“还说走镖,上船到现在,连一个船夫、舵手都没看见,老实交代,你们到底是干什么的!”
江云庭装作快要哭出来的样子,急忙辩解:“军爷,我真是镖师!我小时候在海上待过,会驾船,我身边这位弟弟就是舵手,我们俩就能开船,这也不行吗?”
“我们真的二十天前就出城了,您要是不信,大可以派人回去查。”
反正那段时间镖局一直关着门,没人进出,就算去查问邻居,也查不出任何问题。
“至于走得慢,是因为我们这趟要护送大户人家的女眷和小公子去漓江,接人加上各种琐事耽误,才走得这么慢。”

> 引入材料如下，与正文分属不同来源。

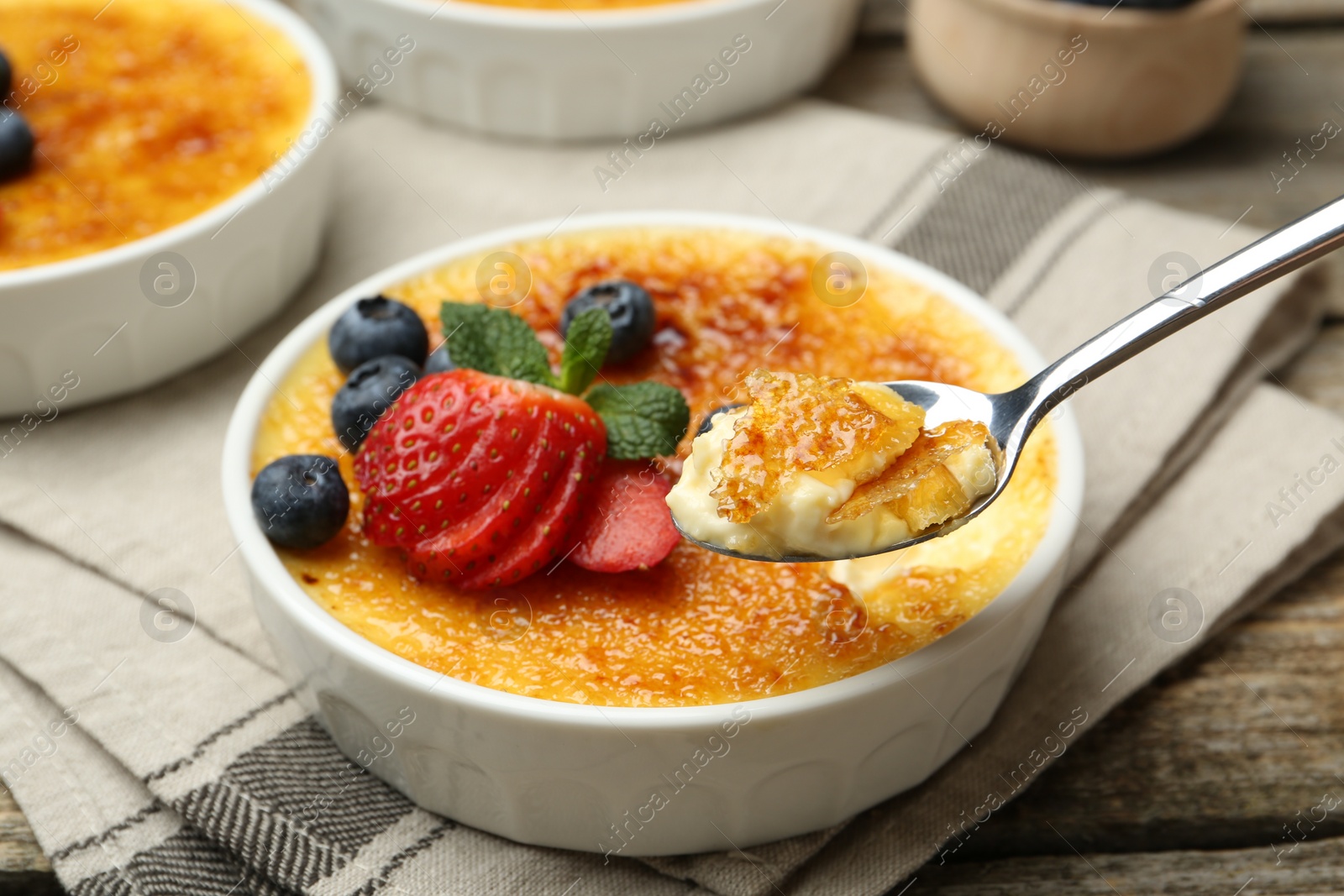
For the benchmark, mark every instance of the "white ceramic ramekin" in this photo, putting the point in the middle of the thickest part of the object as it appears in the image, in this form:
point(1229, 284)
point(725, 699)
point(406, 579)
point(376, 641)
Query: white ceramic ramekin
point(568, 775)
point(586, 74)
point(129, 316)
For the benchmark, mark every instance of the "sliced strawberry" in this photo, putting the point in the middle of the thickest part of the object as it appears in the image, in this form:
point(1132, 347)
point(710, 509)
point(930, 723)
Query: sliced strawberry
point(629, 526)
point(474, 474)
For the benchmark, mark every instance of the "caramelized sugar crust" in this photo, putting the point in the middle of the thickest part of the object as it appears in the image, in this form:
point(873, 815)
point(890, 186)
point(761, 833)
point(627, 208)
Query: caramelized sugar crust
point(918, 486)
point(804, 422)
point(699, 627)
point(159, 112)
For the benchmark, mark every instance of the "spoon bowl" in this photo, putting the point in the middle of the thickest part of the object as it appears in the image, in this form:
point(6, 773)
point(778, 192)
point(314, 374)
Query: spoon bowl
point(1012, 417)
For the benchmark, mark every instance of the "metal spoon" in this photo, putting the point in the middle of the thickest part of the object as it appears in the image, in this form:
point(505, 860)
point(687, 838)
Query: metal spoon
point(1011, 417)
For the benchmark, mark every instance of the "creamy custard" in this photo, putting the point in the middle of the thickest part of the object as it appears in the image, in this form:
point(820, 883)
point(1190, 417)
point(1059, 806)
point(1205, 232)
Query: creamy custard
point(145, 113)
point(699, 627)
point(826, 466)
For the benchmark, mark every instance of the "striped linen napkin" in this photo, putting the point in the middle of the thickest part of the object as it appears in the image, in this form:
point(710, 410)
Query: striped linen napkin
point(181, 762)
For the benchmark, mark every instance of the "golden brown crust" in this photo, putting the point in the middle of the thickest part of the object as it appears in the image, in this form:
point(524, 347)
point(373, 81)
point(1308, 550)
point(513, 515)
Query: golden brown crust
point(144, 116)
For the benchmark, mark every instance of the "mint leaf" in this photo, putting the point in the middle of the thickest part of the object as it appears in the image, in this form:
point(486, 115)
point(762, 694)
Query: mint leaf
point(585, 348)
point(495, 340)
point(643, 419)
point(464, 328)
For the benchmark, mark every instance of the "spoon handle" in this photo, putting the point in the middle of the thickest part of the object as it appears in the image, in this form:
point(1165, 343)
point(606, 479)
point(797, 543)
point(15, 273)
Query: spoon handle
point(1268, 258)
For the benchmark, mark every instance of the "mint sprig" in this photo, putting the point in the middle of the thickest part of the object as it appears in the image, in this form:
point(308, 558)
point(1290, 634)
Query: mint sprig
point(643, 419)
point(494, 340)
point(585, 348)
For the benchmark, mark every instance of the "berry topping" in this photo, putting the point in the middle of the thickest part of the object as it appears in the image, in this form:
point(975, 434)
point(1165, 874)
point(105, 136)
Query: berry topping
point(481, 479)
point(628, 307)
point(374, 328)
point(438, 362)
point(300, 501)
point(643, 419)
point(629, 526)
point(15, 145)
point(707, 423)
point(367, 394)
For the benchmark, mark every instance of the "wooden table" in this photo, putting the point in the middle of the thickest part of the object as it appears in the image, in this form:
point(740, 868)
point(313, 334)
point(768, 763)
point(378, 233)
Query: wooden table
point(1186, 788)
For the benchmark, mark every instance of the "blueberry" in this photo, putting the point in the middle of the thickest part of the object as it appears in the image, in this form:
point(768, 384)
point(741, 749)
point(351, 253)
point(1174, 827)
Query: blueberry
point(15, 144)
point(438, 362)
point(367, 394)
point(631, 309)
point(374, 328)
point(300, 501)
point(707, 423)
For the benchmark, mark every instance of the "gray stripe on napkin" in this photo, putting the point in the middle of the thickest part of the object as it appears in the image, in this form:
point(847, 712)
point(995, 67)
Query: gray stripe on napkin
point(987, 215)
point(186, 864)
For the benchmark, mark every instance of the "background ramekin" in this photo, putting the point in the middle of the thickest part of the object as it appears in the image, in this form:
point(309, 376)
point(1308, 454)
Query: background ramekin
point(92, 316)
point(562, 774)
point(582, 74)
point(1147, 81)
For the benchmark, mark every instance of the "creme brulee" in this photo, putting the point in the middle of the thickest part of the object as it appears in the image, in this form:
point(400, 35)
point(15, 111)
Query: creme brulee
point(698, 627)
point(145, 113)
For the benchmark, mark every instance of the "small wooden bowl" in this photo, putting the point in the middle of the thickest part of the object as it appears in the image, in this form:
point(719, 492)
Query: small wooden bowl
point(1079, 80)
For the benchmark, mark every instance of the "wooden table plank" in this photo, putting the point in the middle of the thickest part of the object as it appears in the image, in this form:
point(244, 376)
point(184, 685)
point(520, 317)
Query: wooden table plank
point(1314, 869)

“女眷们没出过远门,见着新鲜事物就想多看,又吃不了苦,每天很晚才出发,天没黑就要歇息,实在折腾人。”
“她们嫌坐车赶路太累,自己出钱租船走水路,就想一路看看风景,毕竟到了漓江宅子里,就没法随意出门了,所以我们才这般行程,求军爷明察。”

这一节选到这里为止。